To access Dolbury park at the Killerton House car park (see link below), go through the gardens around the front of the house, and follow the path upwards. Whilst climbing the hill passing the sequoias, there is clear view to the south of Woodbury and the nearby barrows distinctive on the horizon. You eventually get to the top of the formal garden and go through a gate in a metal railed fence.
From what I can recall from the information boards at the top, Dolbury is on the top of a volcanic outcrop, the inner embankments are older than the outer enclosure and the main entrance was on the northern side. The eastern side didn't have any embankments to protect it due to it's steepness. The site has never been excavated.
A possible origin of the dragon myth is that it was created to protect from looting sacrificial offerings made to its well. The existance of the dragon could never be disproved due to the fact that no matter which you visited, either Dolbury or Cadbury Castle, the dragon would invariably be at the other!
From Westcot's History of Devon.
Harl. MSS. No. 2307. (1630?)
If Cadburye-castle and Dolbury-hill dolven were,
All England might ploughe with a golden sheere.
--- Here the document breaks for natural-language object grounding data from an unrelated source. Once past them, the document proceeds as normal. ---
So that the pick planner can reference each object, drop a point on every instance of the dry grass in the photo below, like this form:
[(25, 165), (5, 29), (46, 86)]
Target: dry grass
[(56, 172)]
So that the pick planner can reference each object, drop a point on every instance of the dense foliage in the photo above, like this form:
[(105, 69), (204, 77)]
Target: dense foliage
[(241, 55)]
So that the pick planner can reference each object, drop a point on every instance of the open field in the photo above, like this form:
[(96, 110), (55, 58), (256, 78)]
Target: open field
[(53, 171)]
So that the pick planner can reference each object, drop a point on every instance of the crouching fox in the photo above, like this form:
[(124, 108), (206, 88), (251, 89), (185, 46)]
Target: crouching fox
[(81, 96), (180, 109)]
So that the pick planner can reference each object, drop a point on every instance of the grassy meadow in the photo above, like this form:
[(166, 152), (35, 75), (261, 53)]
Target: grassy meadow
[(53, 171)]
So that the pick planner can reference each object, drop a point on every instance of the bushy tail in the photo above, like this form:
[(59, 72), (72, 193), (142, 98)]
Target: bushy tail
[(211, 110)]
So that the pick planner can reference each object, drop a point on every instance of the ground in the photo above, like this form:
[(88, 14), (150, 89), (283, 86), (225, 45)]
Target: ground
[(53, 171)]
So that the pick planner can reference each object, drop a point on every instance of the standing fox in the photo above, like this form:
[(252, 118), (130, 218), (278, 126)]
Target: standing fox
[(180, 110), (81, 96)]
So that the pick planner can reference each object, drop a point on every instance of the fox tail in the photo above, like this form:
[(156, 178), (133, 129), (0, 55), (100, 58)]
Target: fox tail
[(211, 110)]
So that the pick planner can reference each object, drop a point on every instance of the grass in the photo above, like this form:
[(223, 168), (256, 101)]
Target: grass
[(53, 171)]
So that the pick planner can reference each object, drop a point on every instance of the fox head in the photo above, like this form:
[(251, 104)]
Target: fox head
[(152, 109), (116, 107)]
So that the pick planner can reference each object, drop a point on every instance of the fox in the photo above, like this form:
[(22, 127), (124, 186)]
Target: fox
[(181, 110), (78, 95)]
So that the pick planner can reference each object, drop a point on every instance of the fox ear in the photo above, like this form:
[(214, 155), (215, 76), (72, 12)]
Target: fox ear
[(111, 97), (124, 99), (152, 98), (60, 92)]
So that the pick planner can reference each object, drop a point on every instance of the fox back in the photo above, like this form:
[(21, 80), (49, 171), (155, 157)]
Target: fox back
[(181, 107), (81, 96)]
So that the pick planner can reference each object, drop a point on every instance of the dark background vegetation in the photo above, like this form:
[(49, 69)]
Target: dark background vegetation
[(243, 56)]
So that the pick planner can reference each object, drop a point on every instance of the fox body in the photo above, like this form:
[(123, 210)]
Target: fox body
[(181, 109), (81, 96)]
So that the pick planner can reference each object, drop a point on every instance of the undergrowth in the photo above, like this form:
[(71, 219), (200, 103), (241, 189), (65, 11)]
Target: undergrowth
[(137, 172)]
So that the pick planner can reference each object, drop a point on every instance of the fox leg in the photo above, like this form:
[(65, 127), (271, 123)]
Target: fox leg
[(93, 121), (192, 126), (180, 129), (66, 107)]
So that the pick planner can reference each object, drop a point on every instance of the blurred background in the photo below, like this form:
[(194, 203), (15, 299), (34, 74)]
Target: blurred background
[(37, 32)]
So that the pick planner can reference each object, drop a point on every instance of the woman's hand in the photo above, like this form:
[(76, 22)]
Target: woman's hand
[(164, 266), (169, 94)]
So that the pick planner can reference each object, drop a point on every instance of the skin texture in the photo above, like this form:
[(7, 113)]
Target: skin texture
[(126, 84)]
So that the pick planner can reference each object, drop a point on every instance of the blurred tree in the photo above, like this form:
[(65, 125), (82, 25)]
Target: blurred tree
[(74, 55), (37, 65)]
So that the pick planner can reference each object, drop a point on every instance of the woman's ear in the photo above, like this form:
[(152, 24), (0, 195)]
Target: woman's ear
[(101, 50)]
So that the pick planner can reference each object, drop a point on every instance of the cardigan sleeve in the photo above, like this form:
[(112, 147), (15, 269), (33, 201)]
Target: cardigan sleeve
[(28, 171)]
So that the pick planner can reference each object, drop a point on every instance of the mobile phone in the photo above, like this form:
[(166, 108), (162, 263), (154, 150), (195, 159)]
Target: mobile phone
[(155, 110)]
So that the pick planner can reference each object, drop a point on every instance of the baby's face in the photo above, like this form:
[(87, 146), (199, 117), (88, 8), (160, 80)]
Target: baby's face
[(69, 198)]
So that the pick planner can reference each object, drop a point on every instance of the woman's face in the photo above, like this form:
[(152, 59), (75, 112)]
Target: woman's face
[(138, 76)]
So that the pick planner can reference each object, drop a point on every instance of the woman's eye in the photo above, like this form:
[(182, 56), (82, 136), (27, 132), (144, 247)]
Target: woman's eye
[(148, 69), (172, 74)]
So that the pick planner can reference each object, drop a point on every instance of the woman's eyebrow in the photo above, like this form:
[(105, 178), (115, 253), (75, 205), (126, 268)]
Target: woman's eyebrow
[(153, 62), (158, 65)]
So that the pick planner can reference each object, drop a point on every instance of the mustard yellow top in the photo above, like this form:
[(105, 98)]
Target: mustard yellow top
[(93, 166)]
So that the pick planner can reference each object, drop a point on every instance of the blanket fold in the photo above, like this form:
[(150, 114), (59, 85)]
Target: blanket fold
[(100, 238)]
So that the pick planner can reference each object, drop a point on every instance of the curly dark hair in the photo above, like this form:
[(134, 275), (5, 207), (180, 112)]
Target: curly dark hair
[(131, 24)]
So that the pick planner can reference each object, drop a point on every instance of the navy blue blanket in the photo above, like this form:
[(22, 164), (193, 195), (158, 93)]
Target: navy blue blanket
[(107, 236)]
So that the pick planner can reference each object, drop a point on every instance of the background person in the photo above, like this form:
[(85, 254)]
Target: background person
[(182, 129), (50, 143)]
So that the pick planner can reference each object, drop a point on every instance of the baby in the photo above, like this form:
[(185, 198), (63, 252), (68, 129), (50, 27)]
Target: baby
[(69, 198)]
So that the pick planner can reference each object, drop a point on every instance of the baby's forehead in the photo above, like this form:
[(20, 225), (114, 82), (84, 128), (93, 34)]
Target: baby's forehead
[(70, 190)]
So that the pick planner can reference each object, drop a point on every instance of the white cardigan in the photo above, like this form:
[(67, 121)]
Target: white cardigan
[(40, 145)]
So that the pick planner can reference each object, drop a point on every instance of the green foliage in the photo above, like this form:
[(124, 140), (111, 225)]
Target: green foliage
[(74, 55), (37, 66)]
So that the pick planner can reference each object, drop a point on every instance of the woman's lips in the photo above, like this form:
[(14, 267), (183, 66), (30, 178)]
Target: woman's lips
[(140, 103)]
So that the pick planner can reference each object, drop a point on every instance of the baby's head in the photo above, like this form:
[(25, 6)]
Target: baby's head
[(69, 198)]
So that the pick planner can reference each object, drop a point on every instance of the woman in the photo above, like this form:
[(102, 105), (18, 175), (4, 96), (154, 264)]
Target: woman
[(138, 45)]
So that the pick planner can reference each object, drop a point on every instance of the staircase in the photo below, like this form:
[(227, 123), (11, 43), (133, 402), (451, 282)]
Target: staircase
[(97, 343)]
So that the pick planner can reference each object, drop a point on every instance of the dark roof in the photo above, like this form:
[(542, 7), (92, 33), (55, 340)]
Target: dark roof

Cadbury-castle, (alias Caderbyr) the land of William de Campo Arnulphi, and after of Willowby, Fursden, and now Carew. This castle may be seene farr offe (so they terame of highe upright, topped hill) by nature and slyght art anciently fortified, which, in those Roman or Saxon warrs, might be of goode strength, conteyninge within the compass thereof, near... acres. Here you may see some fyve mile distant, to the south-east, in the parish of Broad Clyet, another down, called Dolbury-hill:- between these two hills (you may be pleased to hear a pretty tale) that is said (I sett not downe those wordes to lessen your belief of the truthe of the matter) but to lett you know that, nil praeter auditum habeo:
Take yt on this condition
Yt holds credyt by tradition;
That a fiery dragon, or some ignis fatuus in such lykeness, hath bynne often seene to flye between these hills, komming from the one to the other in the night season; whereby it is supposed ther is a great treasure hydd in each of them, and that the dragon is the trusty treasurer and sure keeper thereof, as he was of the golden fleece in Cholcos, which Jason, by the help of Medea, brought thence; for, as Ovid sayth, he was very vigilant.
A watchfull dragon sett,
This golden fleece to keep,
Within whose careful eyes
Come never wink of sleep.
And, as the two relations may be as true one as the other, for any thinge I knowe, for it is constantly believed of the credulous heer, and some do averr to have seene yt lately. And of this hydden treasure the ryming proverbe here quoted goes commonly and anciently.
Quoted on p168 of A provincial glossary by Francis Grose, new edition 1811.